Her advice for those who will live in the dorm is “Try to be involved and present for whoever and whatever is in front of you.” She said that there are so many amazing people that will change your life if you will take time to get to know them and listen to them. “Life is full of amazing experiences if you are willing to be present for it.”

Two new friendly RMs in the dorm: Julia Massmann and Jenny Neu.

Julia in Parç Güellin in Barcelona (Kaitlyn Jacoby)

Julia is planning to be a Spanish teacher after graduating from Saint Mary’s graduate school.

She described that living here is pretty great. “I enjoyed getting to know all different students and their life stories,” she said. Just like Erin, she said this small group in the dorm is a family.

Julia actually found this job out from Erin. Erin mentioned the job last year, and Julia wasn’t sure if she was going to be in Winona. “When I found out I was going to Saint Mary’s graduate school, living in the Cotter dorm came to me as a great deal. I have been always interested in meeting people from different countries and languages,” she said.

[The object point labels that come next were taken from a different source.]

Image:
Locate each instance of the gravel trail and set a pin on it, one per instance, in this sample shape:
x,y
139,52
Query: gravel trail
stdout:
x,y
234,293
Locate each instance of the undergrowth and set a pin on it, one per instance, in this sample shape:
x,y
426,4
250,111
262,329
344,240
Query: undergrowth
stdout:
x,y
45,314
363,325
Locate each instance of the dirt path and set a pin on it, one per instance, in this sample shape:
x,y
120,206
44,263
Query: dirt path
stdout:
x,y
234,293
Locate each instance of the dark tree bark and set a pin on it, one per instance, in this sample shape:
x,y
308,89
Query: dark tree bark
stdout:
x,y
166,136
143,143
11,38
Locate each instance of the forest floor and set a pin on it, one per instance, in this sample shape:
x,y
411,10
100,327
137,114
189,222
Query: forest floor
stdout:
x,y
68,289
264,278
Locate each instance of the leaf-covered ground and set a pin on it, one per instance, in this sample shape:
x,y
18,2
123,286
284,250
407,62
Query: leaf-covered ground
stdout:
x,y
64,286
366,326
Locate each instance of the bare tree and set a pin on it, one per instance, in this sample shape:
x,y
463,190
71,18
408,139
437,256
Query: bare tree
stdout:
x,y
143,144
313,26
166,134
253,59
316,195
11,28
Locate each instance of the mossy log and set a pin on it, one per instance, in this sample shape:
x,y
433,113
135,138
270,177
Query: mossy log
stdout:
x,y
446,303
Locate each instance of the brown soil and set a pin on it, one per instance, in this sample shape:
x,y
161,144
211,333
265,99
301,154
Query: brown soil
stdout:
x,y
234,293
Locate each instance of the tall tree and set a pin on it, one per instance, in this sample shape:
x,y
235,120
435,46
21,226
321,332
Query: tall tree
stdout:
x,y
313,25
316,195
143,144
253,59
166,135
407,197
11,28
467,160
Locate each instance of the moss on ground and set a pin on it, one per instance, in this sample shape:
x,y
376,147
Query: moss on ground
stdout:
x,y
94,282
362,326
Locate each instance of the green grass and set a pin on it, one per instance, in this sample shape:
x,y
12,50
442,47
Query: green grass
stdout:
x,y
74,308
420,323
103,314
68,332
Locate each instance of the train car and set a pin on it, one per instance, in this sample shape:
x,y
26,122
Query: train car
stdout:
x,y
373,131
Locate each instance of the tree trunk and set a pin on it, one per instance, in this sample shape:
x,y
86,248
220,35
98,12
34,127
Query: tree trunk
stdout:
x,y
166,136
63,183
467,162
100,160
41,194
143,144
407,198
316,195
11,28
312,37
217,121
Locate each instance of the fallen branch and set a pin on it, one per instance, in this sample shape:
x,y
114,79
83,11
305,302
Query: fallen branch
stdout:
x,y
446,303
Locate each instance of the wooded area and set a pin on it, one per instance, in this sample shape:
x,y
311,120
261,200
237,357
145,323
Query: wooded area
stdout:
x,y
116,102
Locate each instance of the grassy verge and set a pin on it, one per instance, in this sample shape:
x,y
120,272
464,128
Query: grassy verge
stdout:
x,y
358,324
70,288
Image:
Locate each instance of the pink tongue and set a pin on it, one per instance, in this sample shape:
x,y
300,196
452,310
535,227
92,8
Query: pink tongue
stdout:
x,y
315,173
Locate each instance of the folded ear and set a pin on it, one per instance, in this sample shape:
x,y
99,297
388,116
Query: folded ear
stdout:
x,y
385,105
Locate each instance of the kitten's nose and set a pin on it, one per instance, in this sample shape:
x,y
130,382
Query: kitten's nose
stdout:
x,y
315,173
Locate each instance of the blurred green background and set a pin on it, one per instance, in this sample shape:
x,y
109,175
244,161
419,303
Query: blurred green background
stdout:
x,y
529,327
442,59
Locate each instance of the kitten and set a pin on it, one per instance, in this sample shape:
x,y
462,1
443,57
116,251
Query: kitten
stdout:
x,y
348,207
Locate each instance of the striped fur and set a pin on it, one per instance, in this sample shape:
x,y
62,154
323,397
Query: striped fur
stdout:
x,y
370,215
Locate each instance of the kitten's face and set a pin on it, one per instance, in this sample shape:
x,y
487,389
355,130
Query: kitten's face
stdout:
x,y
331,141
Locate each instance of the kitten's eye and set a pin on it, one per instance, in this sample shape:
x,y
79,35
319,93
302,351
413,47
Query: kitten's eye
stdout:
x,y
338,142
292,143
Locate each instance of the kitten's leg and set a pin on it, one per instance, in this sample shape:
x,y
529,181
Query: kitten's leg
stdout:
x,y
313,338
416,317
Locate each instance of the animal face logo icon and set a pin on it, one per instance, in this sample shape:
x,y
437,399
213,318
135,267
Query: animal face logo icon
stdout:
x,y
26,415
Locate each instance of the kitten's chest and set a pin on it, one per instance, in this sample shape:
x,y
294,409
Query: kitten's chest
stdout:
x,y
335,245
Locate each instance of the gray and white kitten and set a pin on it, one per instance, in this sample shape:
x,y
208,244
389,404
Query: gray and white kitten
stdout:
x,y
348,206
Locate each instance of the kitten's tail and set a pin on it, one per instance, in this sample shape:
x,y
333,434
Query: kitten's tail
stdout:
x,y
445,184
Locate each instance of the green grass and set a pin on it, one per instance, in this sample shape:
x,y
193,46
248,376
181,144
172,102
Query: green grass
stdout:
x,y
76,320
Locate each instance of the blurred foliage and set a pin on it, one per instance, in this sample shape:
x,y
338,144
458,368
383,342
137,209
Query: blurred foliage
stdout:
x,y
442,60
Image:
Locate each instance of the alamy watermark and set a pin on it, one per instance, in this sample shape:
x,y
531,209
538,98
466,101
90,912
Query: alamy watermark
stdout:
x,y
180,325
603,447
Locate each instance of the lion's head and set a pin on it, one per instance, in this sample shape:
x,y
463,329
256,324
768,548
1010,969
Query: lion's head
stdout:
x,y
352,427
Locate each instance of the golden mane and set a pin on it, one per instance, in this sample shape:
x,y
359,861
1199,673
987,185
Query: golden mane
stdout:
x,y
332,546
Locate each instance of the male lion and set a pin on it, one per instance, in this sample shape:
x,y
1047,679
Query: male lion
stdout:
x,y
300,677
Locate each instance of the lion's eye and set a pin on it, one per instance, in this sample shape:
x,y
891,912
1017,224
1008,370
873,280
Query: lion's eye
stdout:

In the dorm, she usually spends time with students. She has been having lots of conversations with them. She often goes on day trips with the students from the dorm. She cooks for them and plays games with them.

I don’t really have difficulties. I have no problems living here!”

— Julia Massmann

Compare to her college dorm, Cotter’s dorm is a little bit different. First, because she uses RM’s apartment, she doesn’t share room with others. She said that she becomes more responsible for everything.

“My advice is to get to know each other. Everyone has a cool story and life to share. Go out and do something.”

Jenny at pizza farm (Julia Massmann)

Jenny is planning to be a nurse after graduating her college.

She likes living in the dorm. “It’s good to be here,” she said. She said that she got to know this job right before it closed. “It’s kind of a random position. I got to know the job right before it closed and just jumped in.”

Her favorite part of living in the dorm is meeting and sharing the story with people in the dorm.

I love red pasta.”

— Jennifer Neu

As well as Julia, she said there were no difficulties living in the dorm. Compared to her college dorm, living here gives the opportunity to spend more time with people. “Eating dinner every night together is unique,” she said. Also, her advice is to get to know people more.

Even though there were a lot of changes in negative ways and there will be a lot of changes, the dorm life in Cotter will never be like this again.